There are two important ways by which such division of votes among multiple parties and individuals can be curtailed to a large extent. One, through an enlightened electorate that across the country stops voting on the strength of parochial interests of regionalism, caste and religion; and two, by pruning down the number of contestants. While the first is still a chimera and will take long to evolve, the second option is at least in the realm of possibility because it can be done through amendments to our electoral laws. The step that needs to be taken here is to have laws that bars (or at least discourages) independent candidates from participating in the elections.

On the face of it, the proposal is outrageous because it seemingly impinges on the right of an eligible Indian citizen to contest elections. But this personal right has to be viewed in the context of the larger gain to Indian democracy, and this is the reason why several experts believe that any prospective poll reform must include such a provision. The Election Commission of India has, for instance, strongly pitched for the reduction of “non-serious” candidates in the electoral fray. They are largely the independents. While the poll panel offers a different reason for its suggestion — the proliferation of such candidates makes elections “cumbersome, expensive and unmanageable” — the fact also is that they lead to an unnecessary division of votes.
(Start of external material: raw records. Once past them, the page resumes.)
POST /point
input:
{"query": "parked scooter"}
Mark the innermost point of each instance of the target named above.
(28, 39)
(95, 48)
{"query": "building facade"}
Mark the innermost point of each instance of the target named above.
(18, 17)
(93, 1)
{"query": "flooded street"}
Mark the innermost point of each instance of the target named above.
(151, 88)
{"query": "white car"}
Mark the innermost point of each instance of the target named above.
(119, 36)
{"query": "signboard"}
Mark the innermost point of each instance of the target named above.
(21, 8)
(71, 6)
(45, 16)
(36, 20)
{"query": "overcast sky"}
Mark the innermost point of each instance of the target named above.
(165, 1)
If the Government believes that prohibiting independent candidates from contesting polls would be too radical a measure and could invite legal challenges, it should hike by at least three times the existing security deposit. The National Commission to Review the Working of the Constitution, 2002, had suggested doubling it. It had also recommended that an independent candidate who loses an election and contests another should pay a security deposit that is double the amount he paid in the earlier poll. The Commission had also suggested that, if an independent contestant fails to win five per cent of the total votes polled, he should be barred from contesting as an independent again for six years. If all of these suggestions are faithfully implemented, they alone would drastically reduce the number of independent candidates, if not altogether eliminate them from the candidates’ list for now.
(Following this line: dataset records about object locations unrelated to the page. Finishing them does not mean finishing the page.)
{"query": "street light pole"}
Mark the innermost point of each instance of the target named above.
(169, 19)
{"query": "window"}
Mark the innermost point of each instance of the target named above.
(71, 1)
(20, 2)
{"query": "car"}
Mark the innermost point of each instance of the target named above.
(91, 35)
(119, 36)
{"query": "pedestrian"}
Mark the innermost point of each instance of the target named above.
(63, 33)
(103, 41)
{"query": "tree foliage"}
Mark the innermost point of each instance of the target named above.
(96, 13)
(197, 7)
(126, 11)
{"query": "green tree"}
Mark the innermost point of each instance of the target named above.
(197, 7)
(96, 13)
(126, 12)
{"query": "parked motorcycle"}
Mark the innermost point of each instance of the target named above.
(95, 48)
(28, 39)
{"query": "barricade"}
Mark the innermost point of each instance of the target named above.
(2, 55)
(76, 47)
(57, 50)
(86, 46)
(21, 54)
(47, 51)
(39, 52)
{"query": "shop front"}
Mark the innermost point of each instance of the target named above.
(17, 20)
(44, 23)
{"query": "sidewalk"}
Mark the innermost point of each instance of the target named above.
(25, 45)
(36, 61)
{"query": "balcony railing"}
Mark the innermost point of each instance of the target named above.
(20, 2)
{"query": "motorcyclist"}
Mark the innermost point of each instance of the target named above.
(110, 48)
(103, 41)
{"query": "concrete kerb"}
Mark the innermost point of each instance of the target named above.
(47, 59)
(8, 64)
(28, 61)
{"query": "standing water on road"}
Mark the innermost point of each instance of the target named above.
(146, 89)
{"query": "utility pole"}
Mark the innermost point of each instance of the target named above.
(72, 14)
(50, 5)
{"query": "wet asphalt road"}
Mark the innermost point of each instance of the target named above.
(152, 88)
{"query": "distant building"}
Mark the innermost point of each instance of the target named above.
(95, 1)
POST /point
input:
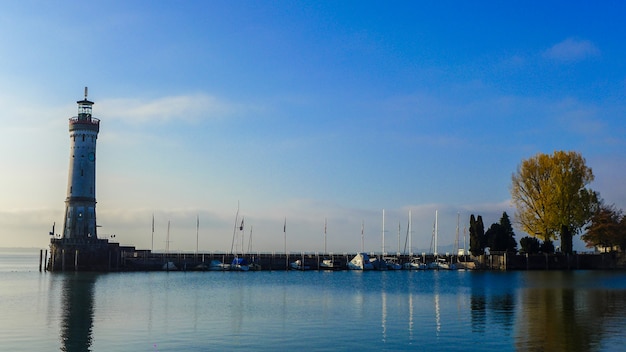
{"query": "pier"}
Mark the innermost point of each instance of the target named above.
(67, 255)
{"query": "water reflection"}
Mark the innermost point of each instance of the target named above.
(77, 311)
(564, 316)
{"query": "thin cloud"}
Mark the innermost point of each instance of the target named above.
(571, 50)
(165, 109)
The argument that such contestants represent an independent voice and, therefore, occupy an important space largely dominated by political parties, appears an attractive one, but the facts tell a different tale. A vast number of the elected independent candidates end up supporting one political party or the other. Post-election, in various States, these independent Legislators have become virtual extensions of political parties and Governments, actively participating in their deliberations and activities. So, the sense of independence is already gone. Independents often use their ‘unattached’ status to bargain for themselves a generous deal from political parties, and become the cause of political instability where they command some leeway.

A number of independents who contest elections are rebel party candidates, entering the fray after being denied the ticket by their party or because of some other grievance. They can, therefore, be hardly called ‘independents’. In many cases, post-elections they either revert to their party or latch up with another party. Again, in several instances, dummy candidates put up by political parties strut about as ‘independents’, thus queering the electoral pitch.

All in all, on most occasions, the independent candidates have remained far from independent, and, thus, no harm would be done if their numbers are curtailed or even done away with.

In any case, very few of the independent candidates get elected to the Legislatures or the Parliament to make a strong case for their continuance in the electoral system. According to a report of the Law Commission of India, submitted to the Union Government in May 1999, while as many as 1915 candidates fought elections to the 12th Lok Sabha as independents, a mere six of them were elected. As the Indrajit Gupta Committee report on State Funding of Elections remarked in relation to the 1996 Parliamentary polls, “Out of 10,635 independent candidates, only nine (0.08 per cent) of such candidates won and 10,603 (99.70 per cent) forfeited their deposits.”

This had been the trend even earlier and has continued later as well. According to the Election Commission of India’s statistics, 2,385 candidates contested the 2004 Lok Sabha election as independents, and only five won. This is barely 0.2 per cent. And, a huge 99.37 per cent lost their deposits. Even the 2009 Lok Sabha election reflected a more or less similar situation, with just nine independents managing to enter the Lok Sabha, though as many as 3829 independents participated in the elections.

It is, therefore, not surprising that the Law Commission has had no hesitation in concluding that “the time is now ripe for debarring independent candidates from contesting Lok Sabha and Legislative Assembly elections.”

The elimination of the independents from elections should actually be welcomed by the political parties, because not only will it check pre-poll rebellion but also help their candidates secure a more representative mandate from the electorate. The ‘50 per cent and at least one vote more’ idea will then be closer to reality.